Habitués du festival Gnaoua d’Essaouira, les Hoba Hoba Spirit ont enflammé la scène Moulay Hassan

Hoba Hoba Spirit. (K.Essalak/Le360)

Le 27/06/2026 à 13h30

VidéoÀ l’occasion de leur prestation sur la scène Moulay Hassan lors du festival Gnaoua d’Essaouira, Mohammed Laâbidi (Oubiz) et Philippe Laffont des Hoba Hoba Spirit nous ont accordé une interview. Ils y évoquent leur relation avec le festival, les évolutions traversées par le groupe au fil des années et leurs projets à venir.

Incontournables de la scène rock marocaine, les Hoba Hoba Spirit comptent parmi les groupes les plus emblématiques du pays. Présents depuis les premières éditions du festival Gnaoua d’Essaouira, ils ont grandi avec cet événement devenu au fil des années l’un des rendez-vous musicaux les plus importants d’Afrique. Le 25 juin, ils ont une nouvelle fois enflammé la scène Moulay Hassan dans le cadre de cette 27ème édition, confirmant une complicité indéfectible avec un festival qu’ils considèrent comme leur maison.

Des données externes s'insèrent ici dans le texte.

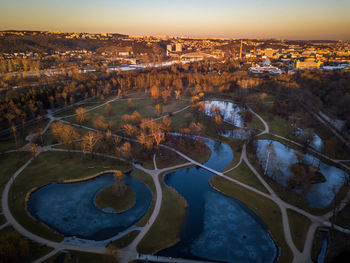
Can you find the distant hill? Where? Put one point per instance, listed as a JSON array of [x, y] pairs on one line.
[[41, 42]]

Le360: Hoba Hoba Spirit est un groupe habitué du festival Gnaoua d’Essaouira, comment voyez-vous l’évolution de cet évènement qui en est aujourd’hui à sa 27ème édition?

Mohammed Laâbidi: Nous avons grandi avec ce festival. Nous y jouons depuis ses tout débuts, depuis sa création. C’est un festival qui a commencé modestement, et nous le regardions évoluer comme un enfant qui s’épanouit, toujours plus fort dans sa programmation, toujours plus riche dans ses rencontres avec les maalems gnaoua. L’ambition était de placer la culture gnaoua au cœur du festival, et c’est ce qui s’est produit: au fil des éditions, de plus en plus de musiciens, de grandes pointures internationales, venaient partager la scène avec les gnaoua.

Philippe Laffont: Ce festival mérite tous les éloges. Beaucoup d’autres souffrent, les budgets explosent, les problématiques s’accumulent, et celui-ci non seulement survit, mais prospère. C’est tout à l’honneur de ses organisateurs d’avoir su faire vivre, pendant plus de vingt ans, un événement aussi remarquable, dans un cadre aussi exceptionnel, avec des gens aussi passionnés.

Après toutes ces années, la volonté de bien faire est restée intacte, mais le groupe a traversé bien des turbulences: des départs, des remplacements, des allers-retours. Comment avez-vous vécu ces changements?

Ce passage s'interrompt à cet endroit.